On the Optimal Memorization Capacity of Transformers
Tokio Kajitsuka, Issei Sato
TL;DR
The paper analyzes the memorization capacity of Transformer architectures under two settings: next-token prediction and sequence-to-sequence prediction. It shows that memorization can be achieved with \\tilde{O}(\\sqrt{N}) parameters in the next-token setting (nearly independent of input length $n$) and with \\tilde{O}(\\sqrt{nN}) parameters in the seq-to-seq setting under hardmax, with matching lower bounds up to logarithmic factors. The core technique uses a contextual mapping to assign unique sequence IDs and demonstrates that a single self-attention layer can effectively identify input sequences, while the feed-forward network becomes the bottleneck for assigning labels in the seq-to-seq case. These results illuminate the parameter-efficiency of self-attention reusing information across tokens and suggest that the practical advantages of Transformers may stem from optimization and generalization properties rather than raw memorization capacity. The work also discusses bit-complexity considerations and open problems for softmax memorization bounds and extensions to other equivariant architectures.
Abstract
Recent research in the field of machine learning has increasingly focused on the memorization capacity of Transformers, but how efficient they are is not yet well understood.
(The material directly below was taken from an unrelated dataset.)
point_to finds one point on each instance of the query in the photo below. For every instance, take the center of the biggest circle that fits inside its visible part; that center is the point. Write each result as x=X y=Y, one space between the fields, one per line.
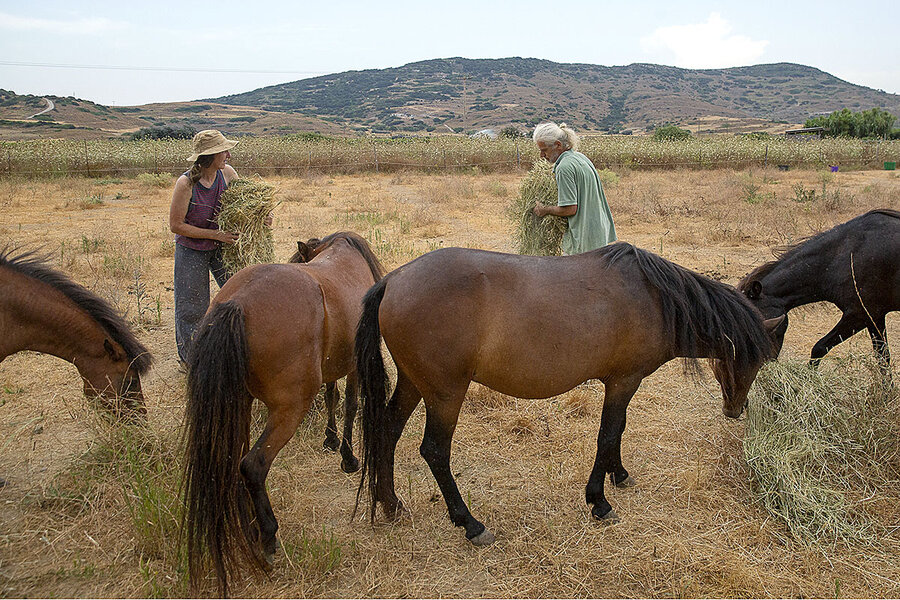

We demonstrate that Transformers can memorize labels with $\tilde{O}(\sqrt{N})$ parameters in a next-token prediction setting for $N$ input sequences of length $n$, which is proved to be optimal up to logarithmic factors. This indicates that Transformers can efficiently perform memorization with little influence from the input length $n$ owing to the benefit of parameter sharing. We also analyze the memorization capacity in the sequence-to-sequence setting, and find that $\tilde{O}(\sqrt{nN})$ parameters are not only sufficient, but also necessary at least for Transformers with hardmax. These results suggest that while self-attention mechanisms can efficiently identify input sequences, the feed-forward network becomes a bottleneck when associating a label to each token.